I've been putting this into a temp table or creating a CTE with the query and applying an ORDER BY clause to get the stock sorted as it needs to be used up. This gives me a result set like:

ComponentId | StockId | ExpiryDate | BatchNo  | StockQty | OrderQty
-------------------------------------------------------------------
359         | 3107    | 2013-10-01 | 132435-1 | 20       | 50
359         | 3215    | 2013-10-01 | 154558-1 | 100      | 50
359         | 3216    | 2014-01-01 | 154689-1 | 100      | 50

What I need to do is insert records into a STOCK_ALLOCATED table using as many of the batches of stock as necessary to fulfil the Order quantity. In the example above I would use all 20 from the first row and then need 30 from the second row.

This would need to insert two records into a STOCK_ALLOCATED table with the OrderItemId, StockId and the quantity (20 and 30) for the two used batches and also decrease the stock quantity in the STOCK table appropriately.

Assuming that the necessary transactions are in place to maintain the stock tables consistently is there a way to do the inserts and updates without using a CURSOR to loop through and track how much stock I've already allocated and how much I still require?

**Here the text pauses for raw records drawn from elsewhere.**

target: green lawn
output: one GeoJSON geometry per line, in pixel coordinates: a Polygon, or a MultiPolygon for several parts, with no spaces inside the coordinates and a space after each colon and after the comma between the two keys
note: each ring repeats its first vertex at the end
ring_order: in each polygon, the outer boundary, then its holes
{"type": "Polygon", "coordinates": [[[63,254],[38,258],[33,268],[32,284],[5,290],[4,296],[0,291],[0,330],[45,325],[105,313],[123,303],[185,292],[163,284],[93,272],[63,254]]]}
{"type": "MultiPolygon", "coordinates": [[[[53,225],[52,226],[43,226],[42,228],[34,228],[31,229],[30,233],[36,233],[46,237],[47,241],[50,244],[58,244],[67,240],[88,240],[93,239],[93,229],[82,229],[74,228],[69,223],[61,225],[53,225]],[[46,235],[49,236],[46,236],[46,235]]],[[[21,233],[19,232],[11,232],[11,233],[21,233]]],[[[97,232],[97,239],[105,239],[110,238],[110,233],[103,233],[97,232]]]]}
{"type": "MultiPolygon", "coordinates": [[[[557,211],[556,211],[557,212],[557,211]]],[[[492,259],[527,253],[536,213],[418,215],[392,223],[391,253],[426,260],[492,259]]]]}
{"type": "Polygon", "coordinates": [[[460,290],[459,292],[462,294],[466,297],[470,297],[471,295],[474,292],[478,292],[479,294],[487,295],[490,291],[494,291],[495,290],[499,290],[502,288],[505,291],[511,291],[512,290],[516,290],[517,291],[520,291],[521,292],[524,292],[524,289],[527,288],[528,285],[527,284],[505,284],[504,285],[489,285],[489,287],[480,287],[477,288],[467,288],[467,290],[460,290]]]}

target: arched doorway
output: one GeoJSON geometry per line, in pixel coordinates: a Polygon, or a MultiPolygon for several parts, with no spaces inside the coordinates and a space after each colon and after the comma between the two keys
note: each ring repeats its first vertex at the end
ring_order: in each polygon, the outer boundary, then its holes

This is a test sample that will work for you:

SELECT  
    StockID,
    Quantity
FROM (
    SELECT  
        StockID,
        CASE 
            WHEN OrderQty - PreviousQty <= 0 THEN 0
        ELSE 
                CASE 
                    WHEN OrderQty - PreviousQty <= Stock 
                    THEN OrderQty - PreviousQty 
                ELSE
                    Stock 
                END
        END Quantity
    FROM (
        SELECT  
            a.StockID,
            a.Stock,
            a.OrderQty,
            a.OrderByField,
            ISNULL(SUM(b.Stock), 0) PreviousQty
        FROM    
            @Table a
            LEFT JOIN @Table b ON a.OrderByField > b.OrderByField
        GROUP BY a.StockID,
            a.Stock,
            a.OrderQty,
            a.OrderByField
        ) Orders
    ) Orders
WHERE   Quantity > 0

Basically, you will need to join the results you are getting on itself, so that you can sum the quantities of the previous reserved quantities, and subtract this from the StockQty to determine what you still need to fulfill.

In order to do that, though, you will need a unique OrderByField so that you can accurately filter out the previous StockQty values. If you don't have a stored value you can use, you can derive it using ROW_NUMBER() OVER. If that's the case, let me know if you need help with that.